Thursday, 16 February 2012

The Scottish people are too important for this...

It may be protocol to have polite discussions with Alex Salmond on the timing and question for a Scottish referendum, but who are we kidding on this one? The longer things can be stretched out and the more obfuscation by the SNP, the bigger Scotland's would-be Prime Minister looks. Its the sort of game that Salmond plays well. He's been at it for years.

But as soon as you start to examine the implications for an independent Scotland - from bailed out Icelandic Scottish banks to which currency the Scottish people would like to have no control over - it becomes very clear that Salmond does not speak for the Scottish people. 

The reality is that independence would make Alex Salmond, Scotland's first Prime Minister. An ambition he has held for a very long time. And that is what this is all about. This man will sell his own country in order to achieve his personal ambition.

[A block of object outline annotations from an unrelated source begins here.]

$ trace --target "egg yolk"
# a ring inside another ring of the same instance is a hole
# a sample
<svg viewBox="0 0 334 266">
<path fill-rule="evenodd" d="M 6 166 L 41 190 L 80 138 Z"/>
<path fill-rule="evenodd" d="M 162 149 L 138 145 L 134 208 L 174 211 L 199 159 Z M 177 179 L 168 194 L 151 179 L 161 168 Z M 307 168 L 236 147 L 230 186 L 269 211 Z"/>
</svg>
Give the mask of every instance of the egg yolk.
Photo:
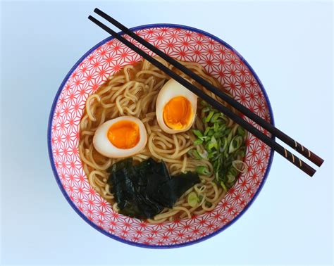
<svg viewBox="0 0 334 266">
<path fill-rule="evenodd" d="M 183 96 L 172 98 L 163 107 L 163 121 L 170 128 L 182 129 L 187 127 L 192 116 L 190 101 Z"/>
<path fill-rule="evenodd" d="M 123 120 L 114 123 L 108 129 L 108 139 L 118 148 L 131 148 L 137 144 L 140 134 L 138 125 L 132 121 Z"/>
</svg>

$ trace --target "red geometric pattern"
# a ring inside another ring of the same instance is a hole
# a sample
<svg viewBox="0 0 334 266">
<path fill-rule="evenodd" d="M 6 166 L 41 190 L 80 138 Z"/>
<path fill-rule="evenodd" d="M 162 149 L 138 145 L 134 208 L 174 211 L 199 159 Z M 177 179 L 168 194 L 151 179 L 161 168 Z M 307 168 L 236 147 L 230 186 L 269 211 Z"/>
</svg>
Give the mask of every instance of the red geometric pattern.
<svg viewBox="0 0 334 266">
<path fill-rule="evenodd" d="M 175 27 L 145 28 L 136 32 L 177 59 L 200 63 L 240 103 L 262 118 L 270 119 L 266 99 L 256 80 L 240 58 L 220 42 L 202 34 Z M 87 96 L 109 76 L 140 58 L 112 39 L 96 49 L 74 70 L 59 95 L 52 119 L 51 149 L 55 167 L 70 200 L 106 232 L 130 241 L 154 246 L 199 239 L 225 225 L 247 205 L 264 178 L 271 149 L 249 135 L 247 171 L 211 212 L 159 224 L 113 212 L 90 186 L 83 171 L 78 148 L 79 123 Z"/>
</svg>

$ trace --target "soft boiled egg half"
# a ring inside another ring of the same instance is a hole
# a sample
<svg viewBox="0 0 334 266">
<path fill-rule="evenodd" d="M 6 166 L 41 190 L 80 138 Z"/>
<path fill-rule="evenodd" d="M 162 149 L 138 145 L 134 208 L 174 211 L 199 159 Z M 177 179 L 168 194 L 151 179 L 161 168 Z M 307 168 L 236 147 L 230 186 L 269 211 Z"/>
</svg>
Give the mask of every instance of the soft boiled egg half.
<svg viewBox="0 0 334 266">
<path fill-rule="evenodd" d="M 158 124 L 166 133 L 188 130 L 194 123 L 197 96 L 175 80 L 168 80 L 156 98 Z"/>
<path fill-rule="evenodd" d="M 105 122 L 95 132 L 95 149 L 109 158 L 125 158 L 140 153 L 147 142 L 146 129 L 138 118 L 120 116 Z"/>
</svg>

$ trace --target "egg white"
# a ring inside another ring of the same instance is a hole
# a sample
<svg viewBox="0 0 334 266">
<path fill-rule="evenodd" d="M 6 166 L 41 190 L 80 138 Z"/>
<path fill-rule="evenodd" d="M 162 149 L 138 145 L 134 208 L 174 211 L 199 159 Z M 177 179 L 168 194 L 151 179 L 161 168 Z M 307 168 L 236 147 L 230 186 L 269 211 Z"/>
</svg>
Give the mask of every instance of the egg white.
<svg viewBox="0 0 334 266">
<path fill-rule="evenodd" d="M 192 106 L 192 118 L 188 125 L 181 129 L 174 129 L 166 125 L 163 120 L 163 108 L 166 104 L 173 98 L 183 96 L 187 99 Z M 197 96 L 176 80 L 169 80 L 160 90 L 156 98 L 156 115 L 159 125 L 166 133 L 174 134 L 189 130 L 194 122 L 197 109 Z"/>
<path fill-rule="evenodd" d="M 136 146 L 130 148 L 117 148 L 108 139 L 108 130 L 110 127 L 117 122 L 123 120 L 134 122 L 139 127 L 140 140 Z M 93 137 L 95 149 L 101 155 L 113 158 L 130 157 L 139 153 L 145 147 L 147 142 L 147 134 L 145 126 L 140 120 L 132 116 L 120 116 L 105 122 L 97 127 Z"/>
</svg>

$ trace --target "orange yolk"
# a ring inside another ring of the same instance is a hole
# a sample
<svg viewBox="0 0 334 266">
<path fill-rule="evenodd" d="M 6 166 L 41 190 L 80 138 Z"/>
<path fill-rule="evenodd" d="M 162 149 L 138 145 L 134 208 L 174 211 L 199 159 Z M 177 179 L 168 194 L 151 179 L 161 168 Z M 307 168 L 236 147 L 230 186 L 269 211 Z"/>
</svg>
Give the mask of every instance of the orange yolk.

The British government should bring forward this referendum to May 2012 - just three months time - with a simple in/out question and have done with it. Independence is too important an issue for the Scottish people to be sacrificed on the alter of Alex Salmond's ego.

Wednesday, 11 January 2012

The Scottish people don't deserve Mr Salmond...

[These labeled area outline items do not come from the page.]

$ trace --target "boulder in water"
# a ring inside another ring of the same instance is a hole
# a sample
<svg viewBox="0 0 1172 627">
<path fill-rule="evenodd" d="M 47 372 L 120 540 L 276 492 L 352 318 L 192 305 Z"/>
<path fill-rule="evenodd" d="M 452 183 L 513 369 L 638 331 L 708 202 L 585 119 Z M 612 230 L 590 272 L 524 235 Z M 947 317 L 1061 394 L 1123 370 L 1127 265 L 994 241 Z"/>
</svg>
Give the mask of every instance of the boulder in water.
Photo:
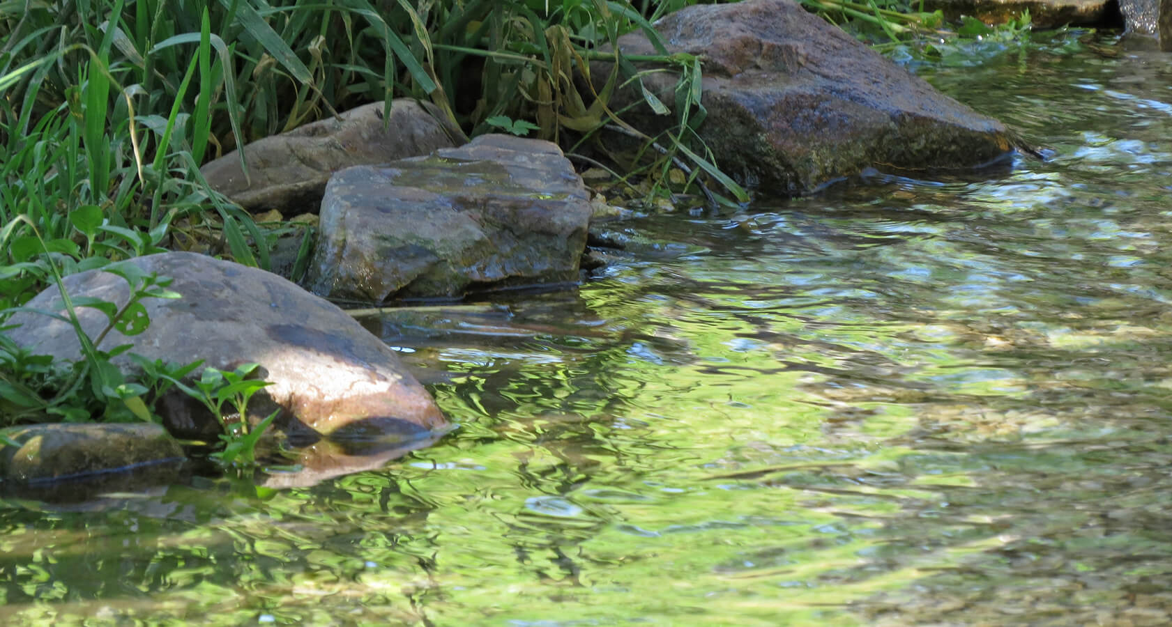
<svg viewBox="0 0 1172 627">
<path fill-rule="evenodd" d="M 123 263 L 170 277 L 169 288 L 182 298 L 143 299 L 150 319 L 146 329 L 132 336 L 110 330 L 98 348 L 129 343 L 131 353 L 151 361 L 203 360 L 204 367 L 220 370 L 258 363 L 257 373 L 272 384 L 253 396 L 250 411 L 263 417 L 279 409 L 275 424 L 293 436 L 314 439 L 356 432 L 423 441 L 447 425 L 431 395 L 390 347 L 338 306 L 297 285 L 263 270 L 188 252 Z M 71 295 L 120 306 L 129 297 L 127 281 L 103 270 L 71 274 L 63 285 Z M 27 307 L 57 311 L 61 295 L 50 287 Z M 75 307 L 75 312 L 90 338 L 107 326 L 98 309 Z M 61 320 L 20 312 L 8 323 L 19 325 L 8 335 L 34 353 L 81 359 L 73 327 Z M 114 363 L 128 373 L 137 368 L 128 354 Z M 173 434 L 214 437 L 222 429 L 202 405 L 177 390 L 159 407 Z"/>
<path fill-rule="evenodd" d="M 306 281 L 316 294 L 375 304 L 577 281 L 591 212 L 557 145 L 482 135 L 334 175 Z"/>
<path fill-rule="evenodd" d="M 696 5 L 655 23 L 668 53 L 702 57 L 708 116 L 697 134 L 716 165 L 742 184 L 805 193 L 865 169 L 970 169 L 1011 150 L 1000 122 L 941 94 L 841 29 L 790 0 Z M 642 32 L 619 39 L 626 55 L 656 54 Z M 611 64 L 591 67 L 601 89 Z M 646 74 L 643 86 L 675 102 L 679 76 Z M 674 116 L 655 115 L 636 87 L 612 110 L 654 135 Z M 608 139 L 609 141 L 609 139 Z M 628 144 L 615 137 L 616 148 Z"/>
</svg>

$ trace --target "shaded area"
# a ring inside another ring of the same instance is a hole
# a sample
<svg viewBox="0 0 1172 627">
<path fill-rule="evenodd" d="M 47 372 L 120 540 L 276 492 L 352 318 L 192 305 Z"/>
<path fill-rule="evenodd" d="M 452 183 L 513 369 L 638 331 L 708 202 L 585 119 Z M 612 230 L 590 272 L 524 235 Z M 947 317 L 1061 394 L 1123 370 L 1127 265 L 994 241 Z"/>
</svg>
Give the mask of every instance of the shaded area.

So finally, having firstly accused the British government of interfering in Scottish affairs - as if Scotland were not a part of the United Kingdom - Alex Salmond and the SNP opt for the 700th anniversary of Bannockburn as their chosen date for the forthcoming referendum on Scottish independence. No emotion there then. Just hard-headed scottish pragmatism.

The first question he needs to answer is which currency Mr Salmond would choose for Scotland - the pound, the euro or the deep-fried Mars bar. If the answer is the pound, would the English let it keep sterling? What a delicious irony awaits there. And as recent events in euroland have shown, monetary union without political union is a nightmare.

Then there's the question of EU membership. For many years the SNP beguiled the Scottish people with the prospect of joining what Salmond liked to call the 'arc of prosperity' - a string of financially prosperous islands across the Atlantic seaboard of Europe: Iceland, Scotland and Ireland. Oh dear. Only Scotland it would seem survived that illusion. Principally because its banks were bailed out by the British taxpayer - something not available to the other two nations. Because of course, they were independent.

'Independence within Europe' was another of Mr Salmond's worthy slogans. Except that as a new member of the European Union the Scots would have to commit to joining the Euro, even if it were to be some way into the future - the EU does not have euro and non-euro members, just euro and pre-euro. Another interesting position for Mr Salmond to have to justify to the Scottish people. Not to mention Scotland's financial committments to the euro bailout fund which would automatically ensue from their membership. But the other side of the coin would also be true. How warmly do you imagine would Germany welcome into the eurozone another small country which spends considerably more than half its GDP in public spending? And this one doesn't even have the sunshine...

Then there is the small matter of the Royal Bank of Scotland which managed to go bust in the most spectacular way through its irresponsible lending policies and inept management. Either Mr Salmond could take responsibility for repaying the £40 billion that mostly English taxpayers have put into it or it could remain the property of the British taxpayer.

There is also of course, the national debt. The Institute of Economic Affairs has calculated that if an independent Scotland assumed its share of national debt dictated by its proportion of public spending then it would start life £110 billion in the red. The question which follows is, would Scotland then still have a triple A rating in the financial markets? Not likely.

Of course, according to the SNP there is £1 trillion in black gold beneath the waters of the North Sea. But UK oil revenues are highly volatile - last year they were £6.5 billion, this year £13 billion. And with the ending of the Barnett Formula, through which Scotland receives a £10 billion annual subsidy from English taxpayers - and which funds many of Mr Salmond's most popular programs, from free university education to free care for the elderly - it will need to make up the shortfall.

All that is quite an ask of any politician. But I am constantly assured by the media that Mr Salmond's judgement and ability is up to it. I just wonder, given the extraordinarily inept judgement that he has shown in the past, whether the Scottish people deserve such folly.